Methods: Using individual pedestrian crashes and related characteristics in urbanized areas of Florida during 2011-2015 as well as Census tract-level data on socioeconomic factors from the American Community Survey, this study statistically identified and determined the significance of socioeconomic factors, roadway characteristics, and other factors in explaining the probability of pedestrians dying once involved in vehicle crashes. The binary logistic regression was performed on the crash data and the odds ratio of statistically significant factors was estimated.
Results: While the socioeconomic environment as measured with ACS data at the tract level was not found to play any statistically significant role, many other attributes were found to play both a statistically and numerically significant role in increasing a pedestrian’s chance of being killed once involved in a vehicle crash.

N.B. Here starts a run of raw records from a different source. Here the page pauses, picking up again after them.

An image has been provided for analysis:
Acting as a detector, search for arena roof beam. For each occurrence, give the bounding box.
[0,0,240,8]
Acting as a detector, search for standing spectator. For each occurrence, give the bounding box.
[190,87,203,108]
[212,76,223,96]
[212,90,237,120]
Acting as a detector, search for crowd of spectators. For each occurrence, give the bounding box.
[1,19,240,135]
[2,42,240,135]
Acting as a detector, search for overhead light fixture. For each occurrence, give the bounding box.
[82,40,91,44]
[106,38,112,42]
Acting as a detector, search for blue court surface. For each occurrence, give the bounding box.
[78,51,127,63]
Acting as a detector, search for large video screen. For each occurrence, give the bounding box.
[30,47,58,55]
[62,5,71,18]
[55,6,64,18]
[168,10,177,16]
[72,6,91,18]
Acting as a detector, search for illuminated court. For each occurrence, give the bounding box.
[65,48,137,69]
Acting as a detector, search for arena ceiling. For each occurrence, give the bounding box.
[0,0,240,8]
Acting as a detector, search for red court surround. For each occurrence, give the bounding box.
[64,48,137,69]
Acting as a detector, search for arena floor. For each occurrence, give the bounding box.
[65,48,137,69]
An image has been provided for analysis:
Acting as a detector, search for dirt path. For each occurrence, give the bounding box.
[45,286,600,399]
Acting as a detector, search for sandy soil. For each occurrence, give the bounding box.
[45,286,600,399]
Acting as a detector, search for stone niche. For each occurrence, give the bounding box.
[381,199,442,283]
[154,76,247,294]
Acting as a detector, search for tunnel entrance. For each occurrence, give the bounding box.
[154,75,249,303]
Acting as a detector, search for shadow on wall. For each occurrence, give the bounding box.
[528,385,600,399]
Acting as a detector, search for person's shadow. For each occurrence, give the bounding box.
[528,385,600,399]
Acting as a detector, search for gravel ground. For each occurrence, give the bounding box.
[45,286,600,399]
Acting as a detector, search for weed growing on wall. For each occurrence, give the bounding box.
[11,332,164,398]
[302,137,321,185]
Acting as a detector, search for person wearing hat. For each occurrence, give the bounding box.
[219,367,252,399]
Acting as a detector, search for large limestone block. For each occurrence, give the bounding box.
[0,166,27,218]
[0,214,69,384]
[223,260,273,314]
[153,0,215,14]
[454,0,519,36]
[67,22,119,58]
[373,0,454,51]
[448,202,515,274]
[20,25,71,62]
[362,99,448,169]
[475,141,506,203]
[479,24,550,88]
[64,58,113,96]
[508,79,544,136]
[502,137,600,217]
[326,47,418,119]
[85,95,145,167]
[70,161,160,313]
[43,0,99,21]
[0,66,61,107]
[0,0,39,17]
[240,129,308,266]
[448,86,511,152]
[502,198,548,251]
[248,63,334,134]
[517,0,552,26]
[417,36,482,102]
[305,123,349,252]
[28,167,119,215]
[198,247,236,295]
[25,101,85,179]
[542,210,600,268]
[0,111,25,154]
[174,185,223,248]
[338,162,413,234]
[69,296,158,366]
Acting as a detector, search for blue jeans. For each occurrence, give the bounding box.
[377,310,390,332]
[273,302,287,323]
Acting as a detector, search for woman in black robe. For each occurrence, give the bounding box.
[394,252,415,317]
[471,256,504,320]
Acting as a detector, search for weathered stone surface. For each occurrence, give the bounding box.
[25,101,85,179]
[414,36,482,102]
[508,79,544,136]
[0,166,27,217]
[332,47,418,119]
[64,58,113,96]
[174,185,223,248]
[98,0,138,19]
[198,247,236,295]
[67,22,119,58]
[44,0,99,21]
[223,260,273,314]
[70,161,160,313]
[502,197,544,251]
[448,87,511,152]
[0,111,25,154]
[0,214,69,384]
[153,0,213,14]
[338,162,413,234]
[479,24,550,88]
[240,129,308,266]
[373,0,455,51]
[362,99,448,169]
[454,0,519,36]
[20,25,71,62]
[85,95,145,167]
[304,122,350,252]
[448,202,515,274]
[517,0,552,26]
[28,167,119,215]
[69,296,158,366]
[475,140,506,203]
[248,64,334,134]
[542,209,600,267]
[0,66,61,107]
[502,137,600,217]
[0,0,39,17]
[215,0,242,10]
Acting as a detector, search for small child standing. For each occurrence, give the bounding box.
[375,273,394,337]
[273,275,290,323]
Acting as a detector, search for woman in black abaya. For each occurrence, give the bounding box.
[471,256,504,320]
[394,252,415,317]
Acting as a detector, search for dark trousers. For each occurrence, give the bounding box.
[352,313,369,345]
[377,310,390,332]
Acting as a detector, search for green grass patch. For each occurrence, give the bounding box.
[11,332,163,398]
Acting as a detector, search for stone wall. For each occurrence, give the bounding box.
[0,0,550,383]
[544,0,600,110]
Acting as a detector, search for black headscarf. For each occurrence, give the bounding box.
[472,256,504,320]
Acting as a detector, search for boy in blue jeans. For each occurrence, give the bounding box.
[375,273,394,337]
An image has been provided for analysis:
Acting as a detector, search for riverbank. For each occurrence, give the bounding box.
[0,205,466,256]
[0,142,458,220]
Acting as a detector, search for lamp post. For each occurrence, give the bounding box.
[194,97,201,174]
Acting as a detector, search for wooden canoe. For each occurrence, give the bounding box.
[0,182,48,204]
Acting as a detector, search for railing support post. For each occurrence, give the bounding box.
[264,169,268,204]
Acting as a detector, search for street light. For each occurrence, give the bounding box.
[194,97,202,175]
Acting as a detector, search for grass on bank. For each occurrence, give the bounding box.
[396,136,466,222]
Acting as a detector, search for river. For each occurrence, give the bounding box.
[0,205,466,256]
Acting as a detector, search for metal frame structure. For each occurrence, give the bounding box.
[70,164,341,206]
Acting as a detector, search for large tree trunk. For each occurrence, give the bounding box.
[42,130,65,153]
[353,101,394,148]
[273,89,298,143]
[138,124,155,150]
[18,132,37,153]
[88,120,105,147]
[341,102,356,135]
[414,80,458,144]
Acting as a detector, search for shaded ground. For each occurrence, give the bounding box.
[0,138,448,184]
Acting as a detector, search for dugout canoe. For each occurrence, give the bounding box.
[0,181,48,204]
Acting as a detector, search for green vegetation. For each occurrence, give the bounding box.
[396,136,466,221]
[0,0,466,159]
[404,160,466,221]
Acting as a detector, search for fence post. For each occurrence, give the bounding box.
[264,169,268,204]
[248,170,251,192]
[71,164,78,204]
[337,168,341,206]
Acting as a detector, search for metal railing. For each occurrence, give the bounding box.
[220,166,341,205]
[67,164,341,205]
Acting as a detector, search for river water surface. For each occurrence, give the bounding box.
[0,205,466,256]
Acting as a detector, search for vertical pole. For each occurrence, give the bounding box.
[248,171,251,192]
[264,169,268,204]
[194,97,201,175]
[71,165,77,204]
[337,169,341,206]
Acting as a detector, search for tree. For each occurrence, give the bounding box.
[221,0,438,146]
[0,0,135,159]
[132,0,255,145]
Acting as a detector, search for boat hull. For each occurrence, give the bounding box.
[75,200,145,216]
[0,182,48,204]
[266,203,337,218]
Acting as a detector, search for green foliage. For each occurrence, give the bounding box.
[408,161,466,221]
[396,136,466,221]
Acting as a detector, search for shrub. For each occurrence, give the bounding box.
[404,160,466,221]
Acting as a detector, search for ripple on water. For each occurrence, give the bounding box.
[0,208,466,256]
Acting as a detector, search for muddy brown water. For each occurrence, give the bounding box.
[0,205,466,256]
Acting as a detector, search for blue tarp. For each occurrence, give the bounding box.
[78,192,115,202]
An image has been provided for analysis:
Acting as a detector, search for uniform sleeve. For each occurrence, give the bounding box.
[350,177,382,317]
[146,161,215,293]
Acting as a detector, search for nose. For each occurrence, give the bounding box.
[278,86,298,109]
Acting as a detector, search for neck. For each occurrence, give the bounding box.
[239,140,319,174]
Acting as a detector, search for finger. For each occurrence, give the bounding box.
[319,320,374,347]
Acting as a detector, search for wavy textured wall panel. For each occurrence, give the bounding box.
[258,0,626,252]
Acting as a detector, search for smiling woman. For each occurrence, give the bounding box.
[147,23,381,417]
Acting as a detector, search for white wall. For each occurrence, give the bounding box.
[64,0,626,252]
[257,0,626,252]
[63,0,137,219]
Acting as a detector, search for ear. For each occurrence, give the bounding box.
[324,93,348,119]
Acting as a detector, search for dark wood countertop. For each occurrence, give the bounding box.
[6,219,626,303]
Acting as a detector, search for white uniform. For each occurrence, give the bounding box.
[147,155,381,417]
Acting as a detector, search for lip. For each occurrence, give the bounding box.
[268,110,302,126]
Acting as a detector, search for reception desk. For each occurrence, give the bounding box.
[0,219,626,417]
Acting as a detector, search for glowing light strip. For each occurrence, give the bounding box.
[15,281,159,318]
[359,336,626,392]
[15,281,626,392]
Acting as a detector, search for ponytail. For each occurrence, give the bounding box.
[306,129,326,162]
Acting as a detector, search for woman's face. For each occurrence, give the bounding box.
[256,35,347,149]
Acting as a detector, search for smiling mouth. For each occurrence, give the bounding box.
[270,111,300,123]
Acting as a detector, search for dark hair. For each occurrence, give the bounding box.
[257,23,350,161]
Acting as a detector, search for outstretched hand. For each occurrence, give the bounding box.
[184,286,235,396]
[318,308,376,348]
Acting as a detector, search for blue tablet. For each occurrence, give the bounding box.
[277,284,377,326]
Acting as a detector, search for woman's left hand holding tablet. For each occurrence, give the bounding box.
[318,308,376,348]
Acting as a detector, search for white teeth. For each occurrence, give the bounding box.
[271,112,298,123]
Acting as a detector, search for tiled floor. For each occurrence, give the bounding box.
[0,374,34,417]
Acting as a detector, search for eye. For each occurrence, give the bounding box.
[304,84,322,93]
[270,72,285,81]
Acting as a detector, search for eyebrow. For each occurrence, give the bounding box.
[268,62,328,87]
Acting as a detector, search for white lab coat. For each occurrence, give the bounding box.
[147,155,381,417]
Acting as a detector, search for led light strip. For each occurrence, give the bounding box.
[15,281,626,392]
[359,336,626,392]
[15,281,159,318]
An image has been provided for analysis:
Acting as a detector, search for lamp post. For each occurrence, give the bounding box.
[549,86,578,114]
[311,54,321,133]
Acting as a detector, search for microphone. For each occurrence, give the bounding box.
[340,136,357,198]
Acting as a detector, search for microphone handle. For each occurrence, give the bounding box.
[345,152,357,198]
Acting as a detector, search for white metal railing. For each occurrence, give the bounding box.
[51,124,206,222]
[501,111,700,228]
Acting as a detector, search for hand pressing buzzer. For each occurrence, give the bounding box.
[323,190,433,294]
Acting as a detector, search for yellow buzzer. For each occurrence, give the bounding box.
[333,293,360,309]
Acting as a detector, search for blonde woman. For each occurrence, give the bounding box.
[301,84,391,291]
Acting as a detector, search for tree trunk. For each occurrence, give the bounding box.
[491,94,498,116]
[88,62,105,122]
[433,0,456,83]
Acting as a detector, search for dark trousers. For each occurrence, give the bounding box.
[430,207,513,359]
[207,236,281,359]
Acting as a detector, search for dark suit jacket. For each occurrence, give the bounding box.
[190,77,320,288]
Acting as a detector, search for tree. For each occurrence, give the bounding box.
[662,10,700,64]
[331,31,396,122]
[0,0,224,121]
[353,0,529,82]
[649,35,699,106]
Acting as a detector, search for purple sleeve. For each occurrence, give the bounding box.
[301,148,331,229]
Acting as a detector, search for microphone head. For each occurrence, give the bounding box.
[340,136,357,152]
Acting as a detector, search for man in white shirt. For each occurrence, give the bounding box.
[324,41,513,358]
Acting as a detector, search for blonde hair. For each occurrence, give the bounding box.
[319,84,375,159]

These attributes include the vehicle’s travel speed, substance abuse by pedestrians and drivers, senior pedestrians, heavy-duty trucks, curved roadways, dark or near dark conditions, etc. For example, the odds for a pedestrian being killed once being hit by a vehicle if the pedestrian’s BAC level is at 0.08% or higher is about 58 times that if the pedestrian’s BAC level is zero. Future research is suggested to assess the sensitivity of the significant impact of substance abuse by pedestrians on their chance of being killed on alternative specifications of substance abuse as independent variables, alternative specification of the dependent variables, and an explicit treatment of the possible endogenous nature of substance abuse testing results in crash data.